Narain Swamy

Personal information
- Full name: Venkatraman Narayan Swamy
- Born: 23 May 1924 Kozhikode, British India (now in Kerala, India)
- Died: 1 May 1983 (aged 58) Dehra Dun, India
- Batting: Right-handed
- Bowling: Right-arm fast-medium

International information
- National side: India;
- Only Test (cap 76): 19 November 1955 v New Zealand

Career statistics
| Competition | Tests | First-class |
| Matches | 1 | 19 |
| Runs scored | – | 201 |
| Batting average | – | 14.35 |
| 100s/50s | – | 0/1 |
| Top score | – | 53 |
| Balls bowled | 108 | 2936 |
| Wickets | 0 | 68 |
| Bowling average | – | 22.16 |
| 5 wickets in innings | – | 4 |
| 10 wickets in match | – | 0 |
| Best bowling | – | 6/29 |
| Catches/stumpings | 0/– | 8/– |
- Source:

= Narain Swamy =

Indian cricketer

Venkatraman Narayan Swamy (23 May 1924 in near Kozhikode, Kerala – 1 May 1983 in Dehra Dun, India) was an Indian Test cricketer.

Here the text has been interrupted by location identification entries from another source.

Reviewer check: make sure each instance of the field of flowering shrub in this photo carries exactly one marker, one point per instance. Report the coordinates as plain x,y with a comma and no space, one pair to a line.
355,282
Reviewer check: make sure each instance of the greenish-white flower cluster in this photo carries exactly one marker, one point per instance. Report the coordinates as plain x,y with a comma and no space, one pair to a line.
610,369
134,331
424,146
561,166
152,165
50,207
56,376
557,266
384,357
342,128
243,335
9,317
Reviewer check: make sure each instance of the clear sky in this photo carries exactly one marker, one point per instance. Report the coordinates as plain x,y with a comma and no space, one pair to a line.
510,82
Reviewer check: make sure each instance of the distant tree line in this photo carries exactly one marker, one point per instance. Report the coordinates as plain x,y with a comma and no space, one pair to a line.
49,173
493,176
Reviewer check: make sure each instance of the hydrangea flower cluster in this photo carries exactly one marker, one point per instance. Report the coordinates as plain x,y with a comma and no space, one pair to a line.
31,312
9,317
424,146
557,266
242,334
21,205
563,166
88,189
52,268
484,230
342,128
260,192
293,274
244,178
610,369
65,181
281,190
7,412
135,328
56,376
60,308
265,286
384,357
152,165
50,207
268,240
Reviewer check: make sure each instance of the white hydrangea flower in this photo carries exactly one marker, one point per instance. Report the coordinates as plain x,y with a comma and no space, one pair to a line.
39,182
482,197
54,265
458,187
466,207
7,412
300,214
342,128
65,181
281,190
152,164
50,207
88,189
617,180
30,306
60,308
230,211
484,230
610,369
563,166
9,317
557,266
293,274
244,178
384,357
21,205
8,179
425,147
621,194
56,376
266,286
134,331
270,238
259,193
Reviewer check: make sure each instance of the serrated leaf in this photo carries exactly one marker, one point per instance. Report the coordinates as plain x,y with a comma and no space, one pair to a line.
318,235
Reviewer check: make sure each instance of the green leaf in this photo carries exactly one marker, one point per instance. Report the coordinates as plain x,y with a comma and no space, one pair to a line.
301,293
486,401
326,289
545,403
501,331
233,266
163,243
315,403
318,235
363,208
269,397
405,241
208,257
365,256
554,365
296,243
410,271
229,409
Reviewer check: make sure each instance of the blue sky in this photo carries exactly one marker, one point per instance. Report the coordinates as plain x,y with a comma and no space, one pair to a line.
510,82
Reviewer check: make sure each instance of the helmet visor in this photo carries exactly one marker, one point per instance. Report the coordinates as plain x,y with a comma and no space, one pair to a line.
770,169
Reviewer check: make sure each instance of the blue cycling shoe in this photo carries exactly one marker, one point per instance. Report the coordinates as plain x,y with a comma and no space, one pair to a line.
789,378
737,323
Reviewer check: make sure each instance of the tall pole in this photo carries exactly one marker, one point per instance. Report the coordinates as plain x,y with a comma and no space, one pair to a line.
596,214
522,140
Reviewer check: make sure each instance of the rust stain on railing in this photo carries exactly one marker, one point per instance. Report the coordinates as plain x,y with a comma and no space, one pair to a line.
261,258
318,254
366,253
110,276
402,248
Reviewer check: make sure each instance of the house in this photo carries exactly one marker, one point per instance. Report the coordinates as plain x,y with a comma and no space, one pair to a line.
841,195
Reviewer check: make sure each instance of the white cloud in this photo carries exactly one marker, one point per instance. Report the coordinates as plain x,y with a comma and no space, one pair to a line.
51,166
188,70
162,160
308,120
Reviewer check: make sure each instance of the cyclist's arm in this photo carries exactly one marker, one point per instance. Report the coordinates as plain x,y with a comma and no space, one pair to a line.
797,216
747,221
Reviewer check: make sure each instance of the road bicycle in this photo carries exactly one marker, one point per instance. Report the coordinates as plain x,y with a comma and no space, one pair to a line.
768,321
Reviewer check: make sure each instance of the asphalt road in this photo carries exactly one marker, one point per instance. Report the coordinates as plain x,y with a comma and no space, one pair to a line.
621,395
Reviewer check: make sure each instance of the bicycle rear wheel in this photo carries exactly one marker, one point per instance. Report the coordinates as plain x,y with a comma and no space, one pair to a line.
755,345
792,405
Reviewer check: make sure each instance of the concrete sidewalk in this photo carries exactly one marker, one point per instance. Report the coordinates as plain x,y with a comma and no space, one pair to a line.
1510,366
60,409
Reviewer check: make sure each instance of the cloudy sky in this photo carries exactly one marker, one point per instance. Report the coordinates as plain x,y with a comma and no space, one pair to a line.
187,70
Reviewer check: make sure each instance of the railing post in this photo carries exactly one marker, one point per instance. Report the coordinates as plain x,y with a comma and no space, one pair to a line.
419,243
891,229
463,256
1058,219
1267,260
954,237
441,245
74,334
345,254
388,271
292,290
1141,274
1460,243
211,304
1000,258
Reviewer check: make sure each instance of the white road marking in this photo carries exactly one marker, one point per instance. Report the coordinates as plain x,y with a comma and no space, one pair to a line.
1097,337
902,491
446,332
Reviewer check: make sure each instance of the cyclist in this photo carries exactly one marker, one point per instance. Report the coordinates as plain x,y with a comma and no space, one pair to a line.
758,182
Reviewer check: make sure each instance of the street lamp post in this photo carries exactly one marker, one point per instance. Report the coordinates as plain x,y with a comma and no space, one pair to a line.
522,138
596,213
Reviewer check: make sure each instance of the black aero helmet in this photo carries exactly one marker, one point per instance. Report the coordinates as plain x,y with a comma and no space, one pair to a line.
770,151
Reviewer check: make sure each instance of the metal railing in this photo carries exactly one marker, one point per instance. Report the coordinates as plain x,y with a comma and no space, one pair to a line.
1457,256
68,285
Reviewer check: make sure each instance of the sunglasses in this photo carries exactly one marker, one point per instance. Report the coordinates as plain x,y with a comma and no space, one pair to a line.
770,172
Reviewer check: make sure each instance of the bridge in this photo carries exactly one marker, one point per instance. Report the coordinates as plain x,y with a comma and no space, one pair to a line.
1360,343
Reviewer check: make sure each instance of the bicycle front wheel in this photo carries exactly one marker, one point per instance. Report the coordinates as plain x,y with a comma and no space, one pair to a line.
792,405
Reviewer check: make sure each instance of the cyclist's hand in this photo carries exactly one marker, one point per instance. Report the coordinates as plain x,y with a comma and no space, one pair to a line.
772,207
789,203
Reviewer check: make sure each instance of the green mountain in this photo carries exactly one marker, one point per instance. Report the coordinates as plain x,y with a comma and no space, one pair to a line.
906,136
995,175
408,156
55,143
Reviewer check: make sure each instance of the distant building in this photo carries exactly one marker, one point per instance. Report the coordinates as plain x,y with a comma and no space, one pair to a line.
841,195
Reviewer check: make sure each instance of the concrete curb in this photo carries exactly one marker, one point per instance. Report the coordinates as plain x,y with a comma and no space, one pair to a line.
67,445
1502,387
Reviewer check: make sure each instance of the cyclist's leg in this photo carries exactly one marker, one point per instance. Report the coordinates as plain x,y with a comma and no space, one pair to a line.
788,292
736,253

Swamy made his Test debut against New Zealand in 1955/56 and played in the first match of the series. He opened the bowling with Dattu Phadkar, took no wickets, did not bat, and was dropped. India tried out different opening bowling pairs in every match of that series.

Swamy started his first-class career with five wickets in an innings in each of his first two matches. He played for Services in the Ranji Trophy from 1951/52 to 1958/59 and took 58 wickets at an average of 19.98.

Swamy did his studies in Madras. He joined the army in 1944 and retired as a major. After his retirement he was on the staff of the Regiment of Artillery association in the Nasik road camp. He was first Kerala-born cricketer to play Tests.